MARTES DE LA SEGUNDA SEMANA DE ADVIENTO


LA INMACULADA CONCEPCIÓN

1.    Desde el primer instante de su Concepción, fue preservada de toda mancha de pecado y de toda imperfección la Virgen Santísima. Dios tiene tal horror al pecado, que la primera gracia que otorgó a la que había elegido por Madre, fue substraerla en absoluto a la culpa original. Reconoce en este favor singular:
La sabiduría de Dios, que no consistió en la que había de ser su Madre la menor sombra de enemistad, ni que gimiese aun por brevísimo momento bajo el yugo de Satanás.
Su amor, que se complació en enriquecer el alma de María con los más preciados dones.
Su santidad, que se cierne sobre el tabernáculo del Verbo encarnado. Admírate de la fidelidad de María.

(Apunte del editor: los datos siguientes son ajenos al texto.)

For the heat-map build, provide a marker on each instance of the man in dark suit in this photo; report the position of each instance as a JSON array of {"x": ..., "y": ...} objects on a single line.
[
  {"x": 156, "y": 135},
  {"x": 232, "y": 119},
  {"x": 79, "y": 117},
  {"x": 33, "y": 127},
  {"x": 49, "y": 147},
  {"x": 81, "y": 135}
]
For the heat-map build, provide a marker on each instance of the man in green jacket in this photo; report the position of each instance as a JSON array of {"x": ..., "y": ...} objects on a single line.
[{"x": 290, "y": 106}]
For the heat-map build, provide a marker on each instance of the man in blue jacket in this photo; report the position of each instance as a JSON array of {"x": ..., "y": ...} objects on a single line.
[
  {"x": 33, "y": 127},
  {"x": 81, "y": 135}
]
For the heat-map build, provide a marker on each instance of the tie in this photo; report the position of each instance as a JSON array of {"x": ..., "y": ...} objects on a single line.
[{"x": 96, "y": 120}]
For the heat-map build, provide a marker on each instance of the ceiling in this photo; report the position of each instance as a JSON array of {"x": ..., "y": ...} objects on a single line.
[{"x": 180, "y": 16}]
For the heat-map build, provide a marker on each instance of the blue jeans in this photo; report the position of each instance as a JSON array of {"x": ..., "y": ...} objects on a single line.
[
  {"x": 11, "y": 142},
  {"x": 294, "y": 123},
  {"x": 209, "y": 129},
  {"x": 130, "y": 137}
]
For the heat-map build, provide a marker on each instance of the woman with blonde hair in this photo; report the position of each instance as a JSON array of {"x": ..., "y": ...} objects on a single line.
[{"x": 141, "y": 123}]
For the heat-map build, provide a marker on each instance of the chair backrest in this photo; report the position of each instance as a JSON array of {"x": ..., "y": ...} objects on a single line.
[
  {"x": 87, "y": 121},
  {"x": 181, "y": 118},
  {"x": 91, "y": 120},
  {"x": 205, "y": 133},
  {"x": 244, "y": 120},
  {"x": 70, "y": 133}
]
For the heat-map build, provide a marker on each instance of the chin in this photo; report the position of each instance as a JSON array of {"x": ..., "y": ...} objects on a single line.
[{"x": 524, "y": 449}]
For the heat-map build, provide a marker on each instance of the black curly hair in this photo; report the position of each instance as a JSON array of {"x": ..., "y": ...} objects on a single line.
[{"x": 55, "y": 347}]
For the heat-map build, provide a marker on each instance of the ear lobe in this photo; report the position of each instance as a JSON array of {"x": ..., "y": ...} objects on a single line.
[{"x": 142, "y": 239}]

Los ángeles se rebelaron, el hombre inocente cayó, sola ella perseveró de su libre albedrío en la gracia recibida con la práctica de la humildad, obediencia y amor a Dios.
Haz uso también tú de tu voluntad, como María, para preservarte de toda mancha de pecado actual, y sujétala siempre para que sumisa obedezca a la razón, a la fe y a la voluntad de Dios. Cuando hayas cometido alguna falta, no digas esto no es más que un pecado leve, donde tiene más parte la fragilidad que la malicia. Todo pecado debe ser aborrecido por un corazón que venera y ama a Jesucristo.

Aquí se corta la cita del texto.